LUKA PALING MERIAH
Tanganmu memegang secangkir puisi racikanku.
Kau minum perlahan tanpa takut kujejali racun asmara.
Seteguk dua teguk kemudian.
Senyum simpulmu lalu, seolah meraba ke dalam imajinasiku bahwa aku harus membuatnya lagi untukmu.
Untungnya aku begitu sukarela.
Kuambil kata-kataku dalam dirimu.
Kemudian merangkainya.
Dalam prosesnya, kau memintaku untuk menambahkan sedikit rasa manis.
Aku tertegun, bola mataku terhenyak di wajahmu.

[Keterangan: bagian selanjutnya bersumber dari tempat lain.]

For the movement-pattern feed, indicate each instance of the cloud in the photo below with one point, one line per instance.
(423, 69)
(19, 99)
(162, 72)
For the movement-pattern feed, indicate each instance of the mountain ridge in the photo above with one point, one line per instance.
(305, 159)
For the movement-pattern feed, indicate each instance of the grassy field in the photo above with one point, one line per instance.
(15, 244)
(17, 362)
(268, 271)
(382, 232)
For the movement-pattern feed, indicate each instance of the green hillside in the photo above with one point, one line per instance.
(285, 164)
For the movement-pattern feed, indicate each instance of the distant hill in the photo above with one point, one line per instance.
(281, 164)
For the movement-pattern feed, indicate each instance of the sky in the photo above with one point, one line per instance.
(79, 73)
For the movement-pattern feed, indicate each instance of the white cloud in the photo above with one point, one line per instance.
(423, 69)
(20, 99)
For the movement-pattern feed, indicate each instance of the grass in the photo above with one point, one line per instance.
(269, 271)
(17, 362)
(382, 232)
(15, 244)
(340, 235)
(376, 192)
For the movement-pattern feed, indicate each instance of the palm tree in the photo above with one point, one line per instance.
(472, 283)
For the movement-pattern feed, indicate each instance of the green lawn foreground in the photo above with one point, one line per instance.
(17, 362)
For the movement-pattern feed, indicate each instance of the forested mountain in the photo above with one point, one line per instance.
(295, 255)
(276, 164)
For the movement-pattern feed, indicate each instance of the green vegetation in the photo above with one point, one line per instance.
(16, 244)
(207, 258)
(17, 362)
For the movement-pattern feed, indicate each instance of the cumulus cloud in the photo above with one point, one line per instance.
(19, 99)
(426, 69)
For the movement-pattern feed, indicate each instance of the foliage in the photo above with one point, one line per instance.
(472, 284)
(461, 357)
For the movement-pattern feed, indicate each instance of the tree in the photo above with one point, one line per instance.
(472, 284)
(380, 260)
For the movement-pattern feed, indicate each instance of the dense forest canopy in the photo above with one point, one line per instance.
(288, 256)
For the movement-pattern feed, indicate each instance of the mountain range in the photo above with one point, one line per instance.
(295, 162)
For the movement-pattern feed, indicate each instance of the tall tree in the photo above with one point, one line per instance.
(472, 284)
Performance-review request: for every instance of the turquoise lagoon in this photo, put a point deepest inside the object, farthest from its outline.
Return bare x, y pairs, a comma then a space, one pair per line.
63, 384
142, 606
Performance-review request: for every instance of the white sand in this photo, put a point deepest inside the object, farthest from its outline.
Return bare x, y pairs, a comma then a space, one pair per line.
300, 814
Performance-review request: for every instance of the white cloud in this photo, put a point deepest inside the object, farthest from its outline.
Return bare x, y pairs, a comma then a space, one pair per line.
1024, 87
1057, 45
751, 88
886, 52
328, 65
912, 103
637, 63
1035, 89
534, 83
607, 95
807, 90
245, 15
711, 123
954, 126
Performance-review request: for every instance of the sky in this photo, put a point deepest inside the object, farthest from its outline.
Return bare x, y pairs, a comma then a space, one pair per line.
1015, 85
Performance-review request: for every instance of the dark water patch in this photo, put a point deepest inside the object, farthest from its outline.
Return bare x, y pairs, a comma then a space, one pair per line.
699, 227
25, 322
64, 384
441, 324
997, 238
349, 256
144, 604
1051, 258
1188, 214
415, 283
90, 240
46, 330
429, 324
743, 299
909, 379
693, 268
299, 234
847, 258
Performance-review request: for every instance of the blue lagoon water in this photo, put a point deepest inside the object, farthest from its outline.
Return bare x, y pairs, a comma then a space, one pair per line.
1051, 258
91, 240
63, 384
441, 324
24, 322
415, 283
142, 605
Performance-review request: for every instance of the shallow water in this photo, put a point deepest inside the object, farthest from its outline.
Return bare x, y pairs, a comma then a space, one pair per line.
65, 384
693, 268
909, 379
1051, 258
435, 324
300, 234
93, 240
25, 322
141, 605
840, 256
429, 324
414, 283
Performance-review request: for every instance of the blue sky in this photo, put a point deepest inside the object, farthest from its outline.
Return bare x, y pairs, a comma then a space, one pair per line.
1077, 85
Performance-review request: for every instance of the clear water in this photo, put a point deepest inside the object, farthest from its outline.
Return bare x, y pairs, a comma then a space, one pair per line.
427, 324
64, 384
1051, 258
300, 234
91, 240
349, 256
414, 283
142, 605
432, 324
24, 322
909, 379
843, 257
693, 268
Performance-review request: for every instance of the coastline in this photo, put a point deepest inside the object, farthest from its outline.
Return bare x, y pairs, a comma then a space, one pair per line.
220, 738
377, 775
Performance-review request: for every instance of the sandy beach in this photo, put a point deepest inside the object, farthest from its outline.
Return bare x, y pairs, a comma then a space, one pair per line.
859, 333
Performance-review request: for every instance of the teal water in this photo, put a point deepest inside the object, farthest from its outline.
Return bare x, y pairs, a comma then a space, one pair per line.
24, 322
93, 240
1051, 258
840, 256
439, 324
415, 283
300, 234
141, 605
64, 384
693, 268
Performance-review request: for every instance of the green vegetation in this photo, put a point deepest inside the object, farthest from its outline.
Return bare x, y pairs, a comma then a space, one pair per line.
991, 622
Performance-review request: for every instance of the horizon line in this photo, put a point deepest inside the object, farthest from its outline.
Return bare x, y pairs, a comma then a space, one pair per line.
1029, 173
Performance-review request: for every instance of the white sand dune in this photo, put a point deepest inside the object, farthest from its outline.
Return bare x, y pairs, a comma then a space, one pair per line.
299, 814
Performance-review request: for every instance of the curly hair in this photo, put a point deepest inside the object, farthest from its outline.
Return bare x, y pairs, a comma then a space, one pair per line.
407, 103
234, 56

Jari jemarimu menunjuk dadaku.
Aku memahami sesuatu.
Bahwa,
Kau adalah debar dalam dadaku
Mengusik rusuk dan jiwaku
Yang merindukan sebuah dekapan
Barang sepergelangan tangan
Aku kembali sepulang wira-wiri
lalu berpuisi pada hujan sore ini
Menyuguhkan bait-bait patah hati
Gemricik hujan di luar jendela
Mencoba merayu hati yang hampa
untuk mengisinya dengan air matamu.
Aku bertanya pada diri sendiri,
“Luka mana yang lebih meriah dari luka kita?”
LUKA DI BALIK PUNGGUNG
Dalam sisa-sisa kerinduanku pada wujud di balik sayap-sayapmu.
Kau berbalik memunggungi segala yang telah kita bangun.
Ujung jari kakimu menerjang angin.
Lututmu mengayun indah mengiringi pergelangan kakimu yang tampak menjauh.
Sebelah tubuhmu menyertai sebelah tubuh yang lain.
Dengan begitu anggun melangkah.
Meninggalkan aku yang berdiri di belakangmu dengan pasrah.
Aku bertanya pada diriku, siapa yang salah?
Setidaknya setelah engkau melangkah ke sekian kalinya.
Kau kepakkan kedua sayap di punggungmu.
Kau begitu yakin pada rasa yang kau bawa.
Kedua sayapmu begitu elok sampai-sampai keindahan bumi di depanmu terlihat malu.
Luka?! Aku terlalu tertuju pada kedua sayapmu sampai
tak menyadari luka-luka di balik punggungmu.
Aku kembali dibuat pusing.
Itukah yang membuatmu pergi.
Luka yang kau sembunyikan?
Kedua kakiku tanpa kusadari melangkah ke depan mengejarmu sebelum kau terbang menjauh.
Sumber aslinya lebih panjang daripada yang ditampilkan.